AIM Project Officially Launched!
The Australia-Indonesia Museum Project (AIM Project) was officially launched on Thursday, 27 May 2021 through an online event.
The launch event brought together twenty-two (22) participants representing twelve (12) museums from eight (8) provinces in Indonesia, as well as ten (10) curators from the Western Australian Museum (WAM). These curators will work together to develop collaborative approaches to researching and interpreting significant museum objects and collections from both countries, and will co-curate an online exhibition that will be launched in 2022.
The implementation of the project will be a collaborative effort, and will be led by Deakin University's Cultural Heritage Asia-Pacific Group in collaboration with the Museum Nasional Indonesia, the Western Australian Museum (WAM), the Southeast Asia Museum Services (SEAMS), and participants from across Indonesia. The AIM Project has been made possible through grant funding from the Australia-Indonesia Institute (AII) of the Department of Foreign Affairs and Trade (DFAT), Australia, and the Ministry of Education, Culture, Research and Technology of the Republic of Indonesia.

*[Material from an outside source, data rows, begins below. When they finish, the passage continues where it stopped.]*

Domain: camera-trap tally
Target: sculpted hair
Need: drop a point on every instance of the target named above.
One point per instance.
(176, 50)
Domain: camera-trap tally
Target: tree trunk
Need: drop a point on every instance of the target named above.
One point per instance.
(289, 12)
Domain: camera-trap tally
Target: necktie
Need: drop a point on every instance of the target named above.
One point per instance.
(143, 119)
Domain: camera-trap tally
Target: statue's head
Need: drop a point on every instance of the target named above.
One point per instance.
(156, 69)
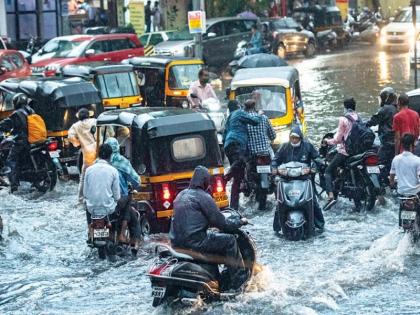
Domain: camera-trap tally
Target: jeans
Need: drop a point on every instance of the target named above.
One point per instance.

At the launch of the AIM Project, Associate Professor Steve Cooke from Deakin University shared that:
“Museums are the storehouses of our collective memories, places where stories about the past present and future are told. Traditionally, exhibitions have been conceived with a national frame of reference, but more recent approaches are exploring trans-national connections of people, objects, and ideas. Through a process of co-curation with curators, the project will develop new approaches to understanding how these histories are collected, displayed, and interpreted in Australian and Indonesian museums.”
Dr Hilmar Farid, the Director General of Culture from the MOECRT said:
“We hope this project will strengthen and broaden greater understanding between our communities, promote cross-sectoral consultation and coordination to enhance knowledge of Indonesian and Australian cultures through various media, and encourage arts and cultural exchanges among relevant institutions. In the longer term, I believe that this project will amplify Indonesia and Australia's cultural cooperation, especially in the museum field.”
In his opening remarks at the meeting, Allaster Cox, Deputy Australian Ambassador to Indonesia, DFAT, shared that:
“This AIM project is a very innovative concept that will help build connection across museums in Australia and Indonesia and knowledge about new and emerging museums practice. I would like to thank all the partners and supporters who have made the project possible, in particular the Indonesian MOECRT, the Australia Indonesia Institute (AII), which has had a strong role in supporting the Project and many others like it, and all the participants from across Indonesian who will join the trainings and exhibition development.”
Diana Jones, Acting CEO/Executive Director, Collections and Research, Western Australian Museum, outlined that:
“The WA Museum Boola Bardip Connections gallery features a number of stories and objects which connect Australian with Southeast Asia. It is anticipated that collaboration with Indonesian colleagues will provide further interpretation about the shared heritage of our collections.”
A recording of the launch event can be accessed via SEAMS YouTube.